Page 1 of 1
Compare paragraphs
Posted: Thu Jun 09, 2005 2:05 pm
by hawleyjr
I'm assuming this belongs in the code forum but regex may be the correct solution.
I'm creating a tool for comparing and editing copy. For instance, I have the following two sentences(When used there would be much more copy then two simple sentences)
"Susan walked down the road to get her dog. Her dog ran away."
In the next entry the user can modify the text. However, I would like to display the user's edits in red.
So if the next user changed "road to get her dog" to "trail to get her hat"
Then
"Susan walked down the trail to get her hat. Her was not found."
Posted: Thu Jun 09, 2005 4:49 pm
by pickle
The difficulty here (that you may already have thought of), is how to sync up matching words after some difference. By that I mean:
"Susan walked down the road to get her dog"
"Susan ran the road to get her dog"
Obviously "Susan" and "the road to get her dog" is the same for each sentence, but the first sentence has many more words between the two phrases.
There are two things I can think of:
1) Use strtok(), and use tokenized strings to compare
2) Take the original and modified strings, put them both in files with 1 word on each line, and call the linux command diff on the two files. Parsing the output could get you what you need.
Posted: Thu Jun 09, 2005 8:56 pm
by Ambush Commander
Mediawiki implements this, and it is written in PHP. It's a fairly professional project, so you might want to take a look at its source code.
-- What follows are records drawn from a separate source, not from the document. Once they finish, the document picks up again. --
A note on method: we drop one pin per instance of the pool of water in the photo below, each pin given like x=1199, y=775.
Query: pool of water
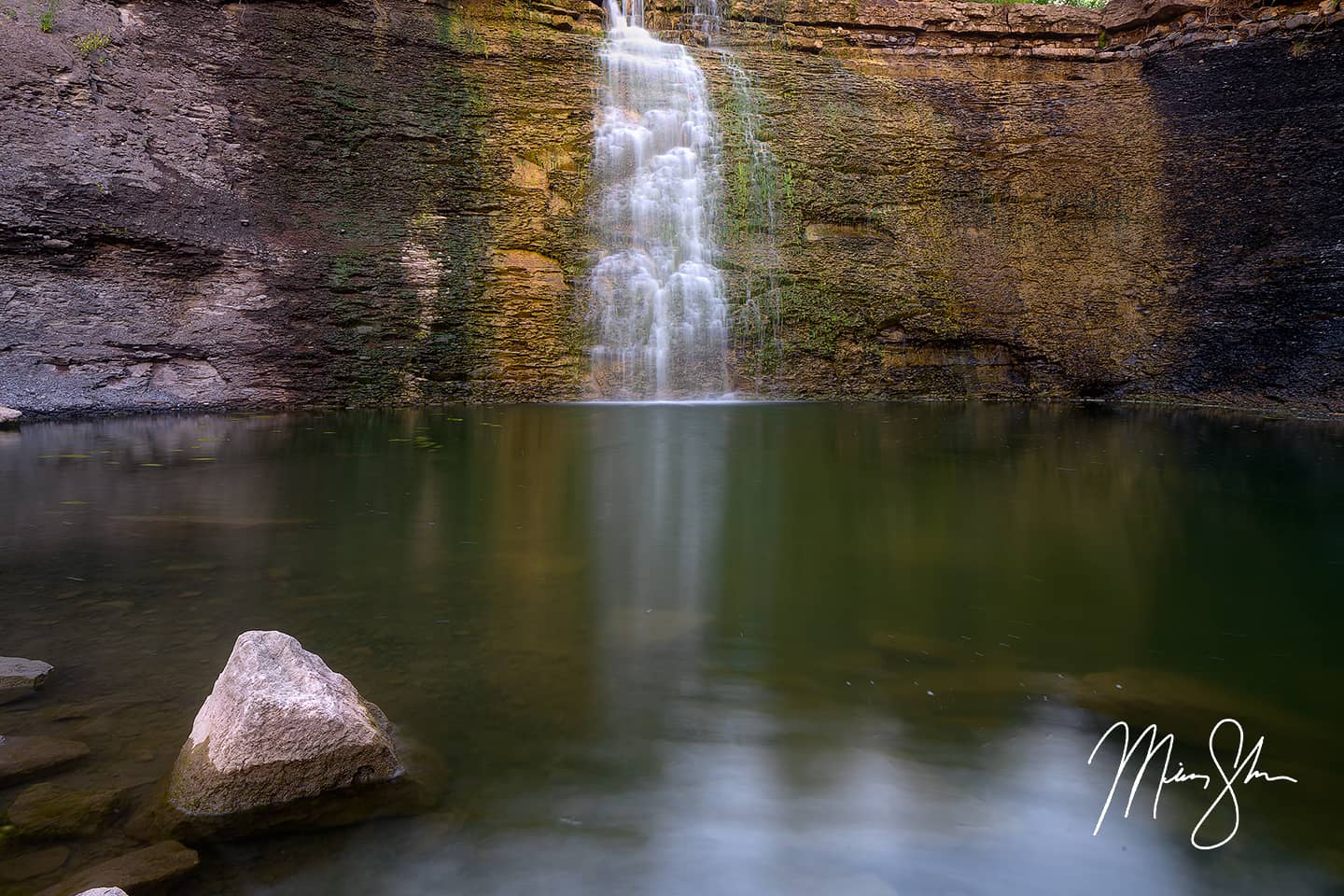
x=715, y=648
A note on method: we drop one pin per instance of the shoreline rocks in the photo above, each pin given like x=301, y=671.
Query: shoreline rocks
x=149, y=868
x=48, y=812
x=21, y=678
x=281, y=742
x=23, y=758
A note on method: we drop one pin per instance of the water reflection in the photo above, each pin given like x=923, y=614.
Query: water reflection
x=674, y=649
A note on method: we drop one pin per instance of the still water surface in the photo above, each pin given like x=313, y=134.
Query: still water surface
x=715, y=649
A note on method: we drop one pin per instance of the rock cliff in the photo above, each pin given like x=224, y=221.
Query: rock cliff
x=384, y=201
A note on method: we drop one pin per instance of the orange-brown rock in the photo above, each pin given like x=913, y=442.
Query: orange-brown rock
x=385, y=202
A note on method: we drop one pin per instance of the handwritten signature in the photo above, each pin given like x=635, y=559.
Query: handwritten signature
x=1242, y=771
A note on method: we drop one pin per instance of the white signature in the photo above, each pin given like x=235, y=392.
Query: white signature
x=1242, y=771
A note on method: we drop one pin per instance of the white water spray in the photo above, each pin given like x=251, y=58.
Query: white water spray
x=659, y=302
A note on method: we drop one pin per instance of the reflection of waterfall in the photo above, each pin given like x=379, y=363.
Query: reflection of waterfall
x=659, y=300
x=656, y=528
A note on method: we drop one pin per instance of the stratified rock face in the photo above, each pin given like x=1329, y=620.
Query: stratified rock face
x=278, y=727
x=385, y=202
x=21, y=678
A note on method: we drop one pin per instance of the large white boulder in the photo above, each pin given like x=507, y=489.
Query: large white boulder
x=278, y=727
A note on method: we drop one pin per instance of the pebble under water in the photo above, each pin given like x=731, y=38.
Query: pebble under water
x=736, y=648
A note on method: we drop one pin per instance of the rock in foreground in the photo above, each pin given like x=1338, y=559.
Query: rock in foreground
x=21, y=678
x=149, y=868
x=281, y=742
x=48, y=812
x=23, y=758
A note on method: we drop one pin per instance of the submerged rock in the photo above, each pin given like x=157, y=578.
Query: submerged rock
x=24, y=758
x=21, y=678
x=281, y=742
x=48, y=812
x=148, y=868
x=34, y=864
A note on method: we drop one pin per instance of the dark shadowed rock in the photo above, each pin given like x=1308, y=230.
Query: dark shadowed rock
x=30, y=865
x=21, y=678
x=24, y=758
x=48, y=812
x=1121, y=15
x=141, y=871
x=281, y=742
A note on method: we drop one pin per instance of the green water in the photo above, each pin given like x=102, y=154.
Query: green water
x=714, y=648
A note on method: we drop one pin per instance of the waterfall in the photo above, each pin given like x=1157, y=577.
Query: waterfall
x=659, y=302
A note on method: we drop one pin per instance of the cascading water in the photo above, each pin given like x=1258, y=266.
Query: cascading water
x=659, y=302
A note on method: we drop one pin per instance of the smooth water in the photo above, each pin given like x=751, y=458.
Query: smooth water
x=714, y=648
x=659, y=301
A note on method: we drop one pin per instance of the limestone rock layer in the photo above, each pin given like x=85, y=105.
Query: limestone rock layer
x=379, y=203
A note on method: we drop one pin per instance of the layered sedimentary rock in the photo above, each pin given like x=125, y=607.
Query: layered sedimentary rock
x=278, y=733
x=386, y=202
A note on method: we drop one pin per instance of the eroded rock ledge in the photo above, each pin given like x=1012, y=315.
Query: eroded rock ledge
x=379, y=203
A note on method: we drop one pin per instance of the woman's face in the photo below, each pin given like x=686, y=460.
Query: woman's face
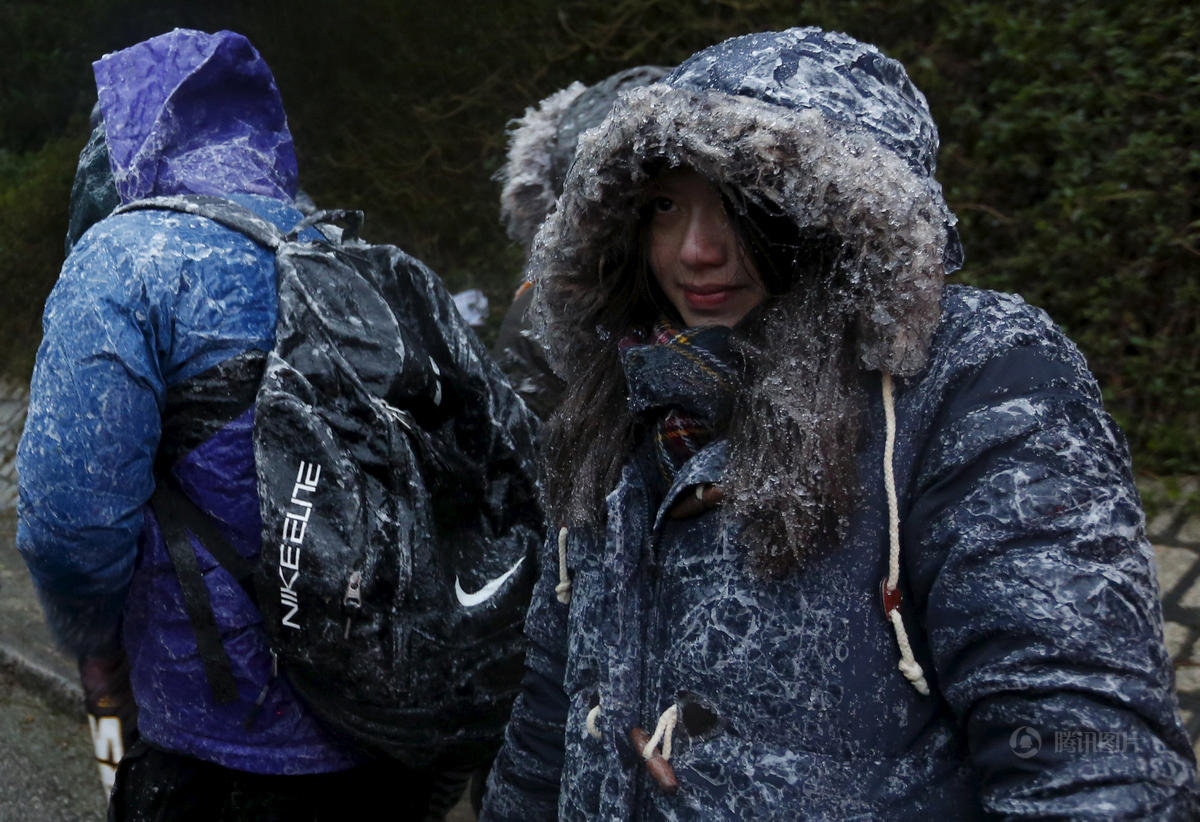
x=695, y=252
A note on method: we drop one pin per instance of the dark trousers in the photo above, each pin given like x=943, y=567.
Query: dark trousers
x=154, y=785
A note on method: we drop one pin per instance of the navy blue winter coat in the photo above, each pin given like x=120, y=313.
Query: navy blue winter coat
x=1029, y=588
x=155, y=337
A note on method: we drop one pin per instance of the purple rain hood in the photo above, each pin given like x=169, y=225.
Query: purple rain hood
x=169, y=135
x=151, y=355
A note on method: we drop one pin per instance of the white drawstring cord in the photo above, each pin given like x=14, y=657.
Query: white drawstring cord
x=593, y=731
x=663, y=732
x=563, y=589
x=909, y=665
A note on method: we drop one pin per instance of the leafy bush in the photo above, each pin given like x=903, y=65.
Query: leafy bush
x=1068, y=142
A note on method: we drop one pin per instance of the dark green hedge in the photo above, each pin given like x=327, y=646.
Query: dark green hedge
x=1069, y=135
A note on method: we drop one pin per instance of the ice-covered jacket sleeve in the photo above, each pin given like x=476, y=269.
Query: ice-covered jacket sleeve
x=87, y=454
x=1026, y=545
x=525, y=779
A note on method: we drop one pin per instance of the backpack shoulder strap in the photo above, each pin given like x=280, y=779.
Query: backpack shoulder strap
x=217, y=209
x=178, y=516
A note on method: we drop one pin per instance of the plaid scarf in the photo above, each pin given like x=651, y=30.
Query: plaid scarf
x=683, y=383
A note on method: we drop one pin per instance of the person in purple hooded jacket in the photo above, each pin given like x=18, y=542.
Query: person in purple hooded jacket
x=155, y=337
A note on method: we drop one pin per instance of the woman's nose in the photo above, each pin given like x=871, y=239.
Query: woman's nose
x=706, y=243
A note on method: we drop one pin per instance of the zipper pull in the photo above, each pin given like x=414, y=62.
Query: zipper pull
x=353, y=599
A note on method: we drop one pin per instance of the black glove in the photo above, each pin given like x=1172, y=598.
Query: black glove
x=112, y=714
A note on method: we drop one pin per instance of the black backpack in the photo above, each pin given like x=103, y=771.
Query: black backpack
x=397, y=492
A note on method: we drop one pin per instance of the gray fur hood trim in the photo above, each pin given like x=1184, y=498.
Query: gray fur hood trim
x=528, y=192
x=835, y=171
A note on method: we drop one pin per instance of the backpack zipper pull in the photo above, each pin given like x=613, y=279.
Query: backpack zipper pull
x=353, y=599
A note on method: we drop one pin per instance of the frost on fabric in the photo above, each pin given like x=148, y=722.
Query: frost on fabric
x=1027, y=585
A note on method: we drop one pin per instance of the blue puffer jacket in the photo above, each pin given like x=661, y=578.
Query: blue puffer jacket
x=1029, y=593
x=154, y=342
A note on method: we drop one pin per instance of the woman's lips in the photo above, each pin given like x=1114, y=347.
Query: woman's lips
x=706, y=298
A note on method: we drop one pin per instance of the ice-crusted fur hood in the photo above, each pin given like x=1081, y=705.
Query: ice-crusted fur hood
x=816, y=125
x=529, y=192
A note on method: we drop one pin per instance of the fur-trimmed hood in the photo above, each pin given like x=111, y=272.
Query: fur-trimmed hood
x=810, y=124
x=541, y=145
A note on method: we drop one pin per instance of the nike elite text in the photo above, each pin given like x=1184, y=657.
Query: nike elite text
x=295, y=523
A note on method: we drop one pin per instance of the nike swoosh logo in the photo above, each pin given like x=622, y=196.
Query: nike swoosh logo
x=481, y=595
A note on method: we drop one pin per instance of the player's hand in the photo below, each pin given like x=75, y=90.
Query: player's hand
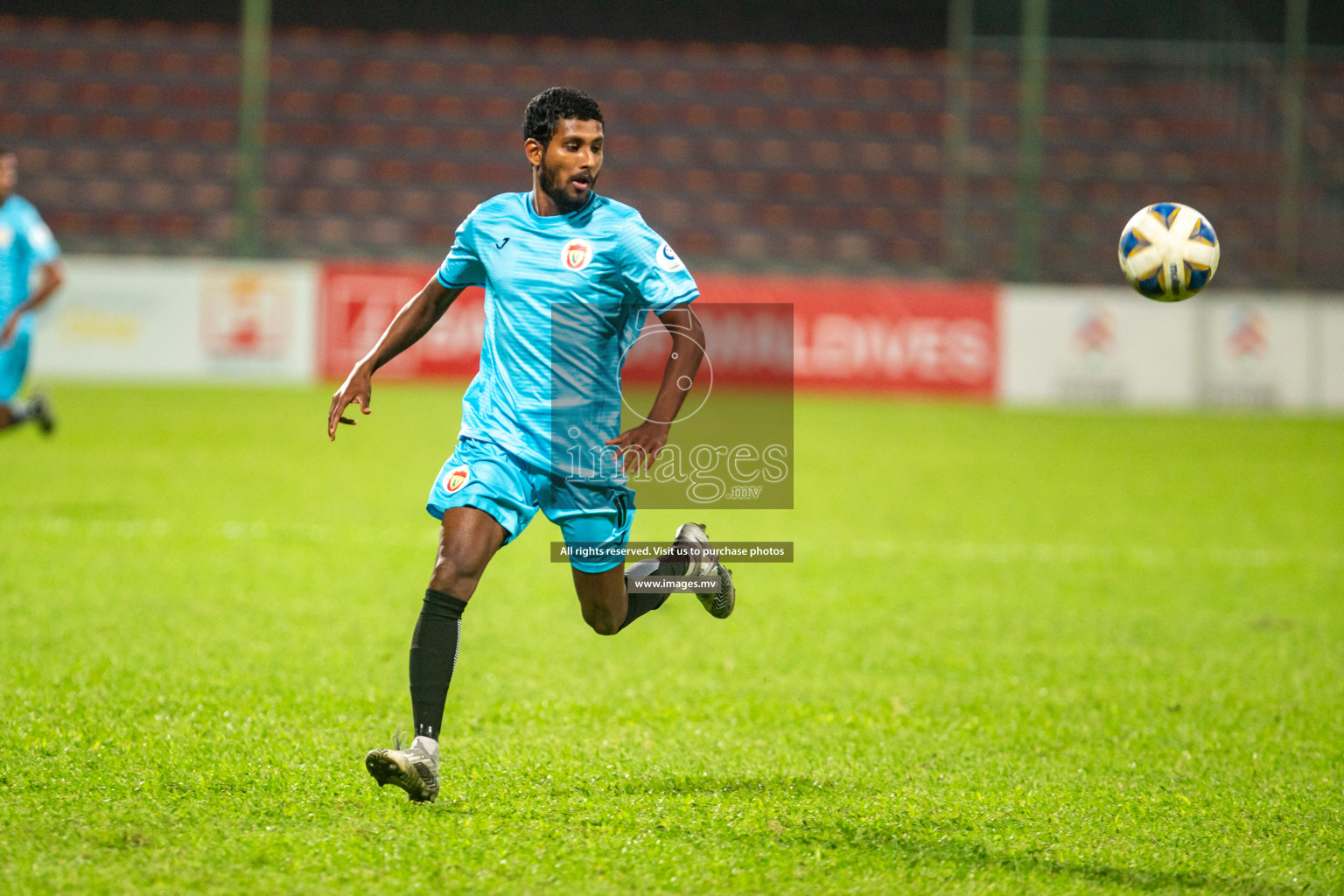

I believe the file is
includes/DifferenceEngine.php and class
_DiffEngine. Here is the comment right before the class:
Code: Select all
/**
* Class used internally by Diff to actually compute the diffs.
*
* The algorithm used here is mostly lifted from the perl module
* Algorithm::Diff (version 1.06) by Ned Konz, which is available at:
* http://www.perl.com/CPAN/authors/id/N/N ... f-1.06.zip
*
* More ideas are taken from:
* http://www.ics.uci.edu/~eppstein/161/960229.html
*
* Some ideas are (and a bit of code) are from from analyze.c, from GNU
* diffutils-2.7, which can be found at:
* ftp://gnudist.gnu.org/pub/gnu/diffutils ... 2.7.tar.gz
*
* closingly, some ideas (subdivision by NCHUNKS > 2, and some optimizations)
* are my own.
*
* @author Geoffrey T. Dairiki
* @access private
*/
Which suggests some good URLs when you actually go out and look for related algorithms.
And of course, the code is licensed under GNU so if you're using a compatible license, well, feel free.
Posted: Fri Jun 10, 2005 2:30 am
by Syranide
Caution when comparing texts, do know that the complexity is often very costy (if you want exact/good comparisons). Meaning that per-char or per-word comparison can be quite the resource hogg on larger files. So monitor and make sure users can't submit anything as they could likely put your system to the knees if they wanted.
(Such a file could be a large PHP-source code I guess, as PHP itself isn't very fast and comparisons like these are very slow.)
Posted: Fri Jun 10, 2005 3:27 pm
by Ambush Commander
Hmm... I think Mediawiki handles the diff comparisons fairly well (after all, it has to compute diffs almost constantly).